The Offer: South Korea is one of the most densely populated countries in the world, which can make shopping for groceries difficult. So, instead of making Seoul residents go to the grocery store, UK-based grocery chain Tesco, rebranded in-country as Homeplus, brought the grocery store to them. The chain worked with agency Cheil Worldwide to set up virtual 2D grocery shelves in the Seoul subway system, where there is underground Wi-Fi.
The Data: The brand reported increased activity as a result of the campaign: Registered Homeplus online members increased by 76%, while online sales jumped by 130%, making its e-commerce site a close second to Korean retailer giant E-mart. More than 10,200 consumers used their smartphones to participate in the campaign. The Homeplus app is the number one shopping app in the country, with more than 900,000 downloads since April 2011.
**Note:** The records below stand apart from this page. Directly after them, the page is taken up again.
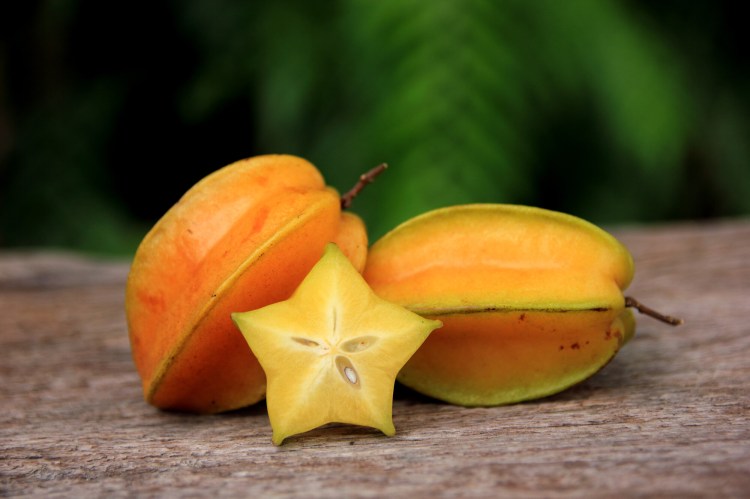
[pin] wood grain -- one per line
(667, 417)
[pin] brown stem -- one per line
(364, 179)
(640, 307)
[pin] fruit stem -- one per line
(640, 307)
(364, 179)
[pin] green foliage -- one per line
(615, 111)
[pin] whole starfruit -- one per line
(240, 239)
(531, 300)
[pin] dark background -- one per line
(622, 112)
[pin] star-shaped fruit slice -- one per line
(332, 351)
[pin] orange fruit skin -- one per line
(531, 300)
(243, 237)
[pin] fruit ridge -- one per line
(531, 299)
(331, 352)
(241, 238)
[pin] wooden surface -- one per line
(667, 417)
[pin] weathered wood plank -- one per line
(668, 417)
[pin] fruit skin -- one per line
(332, 350)
(241, 238)
(531, 300)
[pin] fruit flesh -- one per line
(531, 300)
(332, 351)
(244, 236)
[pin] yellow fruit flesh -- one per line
(332, 351)
(531, 300)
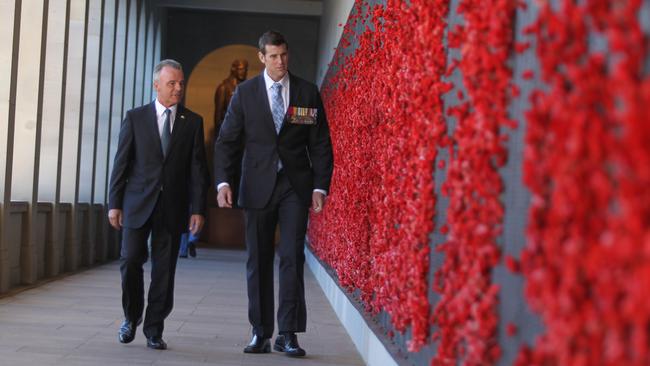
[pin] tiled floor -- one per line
(74, 321)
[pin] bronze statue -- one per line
(238, 73)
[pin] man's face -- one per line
(169, 86)
(276, 60)
(240, 71)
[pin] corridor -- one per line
(73, 320)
The Channel: The campaign’s success spawned an expansion of the trial, with virtual stores introduced at more than 20 bus stops across South Korea.
The Creative: While waiting for their trains, riders who downloaded an app could use their smartphones to scan QR codes, causing selected items to automatically appear in online shopping carts. Orders placed before 1 p.m. were delivered the same day.
Thomas Mueller is global director and practice leader of customer experience at Siegel+Gale, a strategic branding firm, where he has done work for American Express, Nokia, LexisNexis and others. He was hired as one of the first Razorfish design directors in 1995. Read our Q&A with Thomas for more.
This is brilliant category disruption and service design innovation as a result of outstanding observation, ethnography and insight work. Best of all is how it raises awareness and allows customers to make simple transactions. Online grocery shopping is shown to be fun and more experiential than just browsing individual items on a small screen. This is QR codes done right.